This library offers a different pattern than iterators based on indexed loops. Index loops are very common in game programming and scientific computing. The loops included in the library reflects the ones used in Dyon.
You can create your own custom loops by implementing the Lup
trait.
Motivation
- Closer to mathematical notation than the iterator pattern
- Reduces chance of logical errors when solving complex problems
- Supports
continue
,break
orreturn
from within the loop - Packed notation for nested loops,
i in 0..3, j in 0..3 =>
- Short-hand notation with safe range,
i, j by list =>
- Automatically infers evidence type of secrets
- Can be used for numeric brute-force theorem proving
- Ergononmic when working with vectors up to 4 dimensions
Usage
The loops Any
, All
, Max
and Min
uses the Secret
structure.
This type contains evidence that justifies the value.

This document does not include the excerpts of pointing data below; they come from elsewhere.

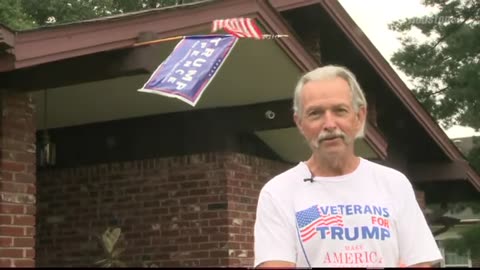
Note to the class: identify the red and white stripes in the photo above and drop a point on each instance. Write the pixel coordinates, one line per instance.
(239, 27)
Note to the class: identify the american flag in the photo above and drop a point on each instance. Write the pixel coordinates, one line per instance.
(239, 27)
(309, 219)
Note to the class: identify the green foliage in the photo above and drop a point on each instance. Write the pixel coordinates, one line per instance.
(474, 155)
(113, 245)
(446, 66)
(468, 242)
(111, 241)
(13, 15)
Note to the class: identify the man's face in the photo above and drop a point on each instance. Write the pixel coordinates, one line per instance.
(328, 120)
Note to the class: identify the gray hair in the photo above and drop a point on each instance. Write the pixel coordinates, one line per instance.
(331, 72)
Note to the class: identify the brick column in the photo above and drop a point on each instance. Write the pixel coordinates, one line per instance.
(17, 181)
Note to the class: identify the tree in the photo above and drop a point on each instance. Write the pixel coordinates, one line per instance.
(13, 15)
(26, 14)
(446, 66)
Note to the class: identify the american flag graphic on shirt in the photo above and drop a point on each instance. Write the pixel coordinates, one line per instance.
(309, 219)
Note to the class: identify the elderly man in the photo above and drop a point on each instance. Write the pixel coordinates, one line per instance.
(337, 209)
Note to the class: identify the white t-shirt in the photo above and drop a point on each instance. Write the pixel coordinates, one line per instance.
(368, 218)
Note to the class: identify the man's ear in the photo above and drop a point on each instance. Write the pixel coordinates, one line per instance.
(361, 115)
(298, 122)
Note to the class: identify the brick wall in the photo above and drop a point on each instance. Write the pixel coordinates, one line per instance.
(17, 182)
(246, 176)
(195, 210)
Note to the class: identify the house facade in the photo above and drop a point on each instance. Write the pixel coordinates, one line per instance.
(180, 182)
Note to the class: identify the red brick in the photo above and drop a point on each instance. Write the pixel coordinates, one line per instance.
(24, 220)
(24, 178)
(11, 231)
(30, 210)
(24, 242)
(24, 263)
(30, 231)
(5, 220)
(6, 241)
(25, 157)
(7, 176)
(5, 262)
(12, 166)
(29, 253)
(11, 252)
(31, 189)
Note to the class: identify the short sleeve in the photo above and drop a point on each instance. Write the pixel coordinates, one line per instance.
(274, 237)
(416, 241)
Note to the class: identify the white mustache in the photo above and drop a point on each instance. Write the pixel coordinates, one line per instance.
(326, 135)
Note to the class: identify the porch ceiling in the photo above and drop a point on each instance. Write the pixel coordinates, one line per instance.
(255, 72)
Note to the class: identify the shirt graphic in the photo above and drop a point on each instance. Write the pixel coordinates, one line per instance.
(310, 219)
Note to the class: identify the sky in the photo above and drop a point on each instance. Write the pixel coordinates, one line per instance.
(373, 17)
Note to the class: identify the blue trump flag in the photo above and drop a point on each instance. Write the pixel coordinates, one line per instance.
(190, 67)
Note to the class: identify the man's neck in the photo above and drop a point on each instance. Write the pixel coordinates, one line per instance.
(332, 166)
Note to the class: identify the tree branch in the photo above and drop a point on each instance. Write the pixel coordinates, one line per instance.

Here is a simple example using the Any
loop and the by
syntax:
#[macro_use]
extern crate lup;
use lup::Any;
fn main() {
let words = vec!["mary", "had", "a", "little", "lamb"];
println!("Words:");
println!("{:?}\n", words);
// Find the word "lamb".
let lamb = lup!(Any<_>: i by words => {words[i] == "lamb"});
println!("Is there any word `lamb`?");
println!("{}\n", lamb.value); // Prints `true`.

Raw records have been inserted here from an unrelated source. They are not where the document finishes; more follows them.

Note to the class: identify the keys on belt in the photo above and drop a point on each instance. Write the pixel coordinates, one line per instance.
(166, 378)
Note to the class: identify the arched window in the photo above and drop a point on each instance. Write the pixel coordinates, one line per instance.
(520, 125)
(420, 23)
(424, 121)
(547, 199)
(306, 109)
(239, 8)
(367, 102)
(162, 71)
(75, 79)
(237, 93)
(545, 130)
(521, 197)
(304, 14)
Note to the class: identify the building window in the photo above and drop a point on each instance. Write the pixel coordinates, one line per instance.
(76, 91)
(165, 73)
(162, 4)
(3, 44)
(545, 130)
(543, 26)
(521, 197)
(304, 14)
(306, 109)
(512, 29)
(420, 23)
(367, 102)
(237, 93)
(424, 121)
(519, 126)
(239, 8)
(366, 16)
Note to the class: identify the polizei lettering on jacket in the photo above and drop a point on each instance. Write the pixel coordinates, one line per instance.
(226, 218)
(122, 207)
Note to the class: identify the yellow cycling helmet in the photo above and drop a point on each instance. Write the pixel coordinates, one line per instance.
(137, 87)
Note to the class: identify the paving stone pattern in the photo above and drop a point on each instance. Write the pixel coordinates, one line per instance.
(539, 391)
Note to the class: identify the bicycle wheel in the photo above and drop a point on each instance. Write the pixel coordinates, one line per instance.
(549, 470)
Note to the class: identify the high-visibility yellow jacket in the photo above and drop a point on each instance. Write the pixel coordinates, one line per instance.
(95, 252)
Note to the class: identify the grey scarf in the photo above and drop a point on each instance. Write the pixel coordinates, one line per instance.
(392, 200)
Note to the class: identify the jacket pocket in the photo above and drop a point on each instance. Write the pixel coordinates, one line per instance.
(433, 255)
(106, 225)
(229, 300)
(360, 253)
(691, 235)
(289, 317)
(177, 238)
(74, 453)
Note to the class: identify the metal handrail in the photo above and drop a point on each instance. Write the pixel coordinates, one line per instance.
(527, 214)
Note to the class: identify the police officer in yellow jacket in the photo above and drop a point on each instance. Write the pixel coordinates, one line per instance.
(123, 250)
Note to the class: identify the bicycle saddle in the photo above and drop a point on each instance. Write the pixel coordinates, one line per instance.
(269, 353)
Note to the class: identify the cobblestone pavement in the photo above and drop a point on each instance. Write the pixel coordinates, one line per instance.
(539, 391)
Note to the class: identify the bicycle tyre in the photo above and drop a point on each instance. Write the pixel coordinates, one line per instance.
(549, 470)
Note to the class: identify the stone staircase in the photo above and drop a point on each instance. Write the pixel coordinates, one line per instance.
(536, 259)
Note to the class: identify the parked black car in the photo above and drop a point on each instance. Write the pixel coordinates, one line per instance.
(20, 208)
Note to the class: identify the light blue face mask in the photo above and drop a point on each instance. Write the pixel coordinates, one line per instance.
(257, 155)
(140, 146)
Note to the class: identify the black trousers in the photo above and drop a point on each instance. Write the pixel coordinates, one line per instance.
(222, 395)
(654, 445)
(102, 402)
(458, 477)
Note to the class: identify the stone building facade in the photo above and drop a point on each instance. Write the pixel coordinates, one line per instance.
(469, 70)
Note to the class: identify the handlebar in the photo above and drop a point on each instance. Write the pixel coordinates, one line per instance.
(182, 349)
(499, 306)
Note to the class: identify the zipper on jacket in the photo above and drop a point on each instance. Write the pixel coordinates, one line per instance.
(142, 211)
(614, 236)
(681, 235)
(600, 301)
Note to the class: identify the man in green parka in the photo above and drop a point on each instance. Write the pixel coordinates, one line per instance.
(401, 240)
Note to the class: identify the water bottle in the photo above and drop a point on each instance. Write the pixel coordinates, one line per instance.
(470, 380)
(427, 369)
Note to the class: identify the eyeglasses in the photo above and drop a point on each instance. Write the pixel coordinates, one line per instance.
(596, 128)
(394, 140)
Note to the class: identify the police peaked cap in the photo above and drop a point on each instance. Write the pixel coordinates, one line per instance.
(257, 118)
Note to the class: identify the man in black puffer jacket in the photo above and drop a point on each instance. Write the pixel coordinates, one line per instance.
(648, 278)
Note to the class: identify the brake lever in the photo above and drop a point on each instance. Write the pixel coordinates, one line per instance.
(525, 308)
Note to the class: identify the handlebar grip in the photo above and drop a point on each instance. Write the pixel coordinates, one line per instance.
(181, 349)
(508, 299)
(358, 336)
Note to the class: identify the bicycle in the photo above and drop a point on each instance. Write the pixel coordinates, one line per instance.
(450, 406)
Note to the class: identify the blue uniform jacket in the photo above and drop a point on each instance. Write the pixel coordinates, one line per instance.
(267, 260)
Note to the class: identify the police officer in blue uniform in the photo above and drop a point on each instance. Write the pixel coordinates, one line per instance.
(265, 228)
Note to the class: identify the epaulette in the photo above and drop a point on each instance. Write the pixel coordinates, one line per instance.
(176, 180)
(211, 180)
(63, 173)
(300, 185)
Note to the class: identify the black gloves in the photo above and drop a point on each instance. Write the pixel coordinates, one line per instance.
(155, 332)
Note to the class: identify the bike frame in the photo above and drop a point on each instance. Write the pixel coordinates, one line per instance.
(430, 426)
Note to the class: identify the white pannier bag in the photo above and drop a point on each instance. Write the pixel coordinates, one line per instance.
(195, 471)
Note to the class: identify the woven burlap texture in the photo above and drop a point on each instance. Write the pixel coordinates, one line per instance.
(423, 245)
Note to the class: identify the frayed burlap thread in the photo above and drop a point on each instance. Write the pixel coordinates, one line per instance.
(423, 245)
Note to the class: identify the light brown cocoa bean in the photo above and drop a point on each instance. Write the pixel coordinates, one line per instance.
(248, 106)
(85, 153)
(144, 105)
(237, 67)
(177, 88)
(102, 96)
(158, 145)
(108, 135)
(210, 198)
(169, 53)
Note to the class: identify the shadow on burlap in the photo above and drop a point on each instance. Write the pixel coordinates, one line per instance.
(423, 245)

println!("What is the evidence?");
println!("{:?}\n", lamb.evidence); // Prints `Some(4)`.
println!("Using the evidence to find the word:");
println!("{}\n", words[lamb.evidence.unwrap()]); // Prints `lamb`.
}
The by
syntax uses the range from the list.
In the example above, this is the same as:
lup!(Any<_>: i in 0..words.len() => {words[i] == "lamb"})
Here is a slightly more complex example:
#[macro_use]
extern crate lup;
use lup::Any;
fn main() {
// Create a 2D array.
let arr = [[1, 2], [3, 4]];
// Look for a number greater than 2.
let b = lup!(Any<_>: i, j by arr => {arr[i][j] > 2});
println!("{:?}", b.evidence); // Prints `Some((1, 0))`.
// Get the number that is greater than 2.
let ev = b.evidence.unwrap();
println!("{}", arr[ev.0][ev.1]); // Prints `3`.
}
In the example above, there are two loops, one with index i
and one with index j
.
The type of the result of the inner j
loop is Secret<(usize), bool>
.
The type of the result of the outer i
loop is Secret<(usize, usize), bool>
.
The Secret
type is used to combine results from loops to give meaningful answers.
Another example using the Max
loop:
#[macro_use]
extern crate lup;
use lup::Max;
fn main() {
let data = vec![
(1, 1),
(2, 2),
(3, 4),
(4, 4)
];
let a = lup!(Max<_, _>: i by data => {data[i].0 as f32});
let b = lup!(Max<_, _>: i by data => {data[i].1 as f32});
println!("{} vs {}", a.value, b.value); // Prints `4 vs 4`.
println!("{:?} vs {:?}", a.evidence, b.evidence); // Prints `Some(3) vs Some(2)`.
}
We convert to f32
since Max
is implemented only for f32
and f64
.
The evidence points to the item that first achieves maximum value.
Here is an example that demonstrates the full power of secrets:
#[macro_use]
extern crate lup;
use lup::{Any, Max};
fn main() {
let data = vec![
vec![1, 2, 6, 4, 5, 3],
vec![4, 6, 9, 3, 2, 1],
];
// Find out whether any list has a maximum value less than 7.
let search = lup!(Any<_>: i by data => {
lup!(Max<_, _>: j by data[i] => {data[i][j] as f32}).le(&7.0)
});
println!("{}", search.value); // Prints `true`.
println!("{:?}", search.evidence); // Prints `Some((0, 2))`.
let ev = search.evidence.unwrap();
println!("{}", data[ev.0][ev.1]); // Prints `6`.
}
How do we know that a list has a maximum value less than 7? We know it because the maximum value of the first list is 6!
Secrets provide us with a meaningful reason why something is true.
In the example above, the secret of the Max
loop propagates to the Any
loop.
The example calls .le
instead of using <=
because Rust does not allow
overriding the return value of comparison operators.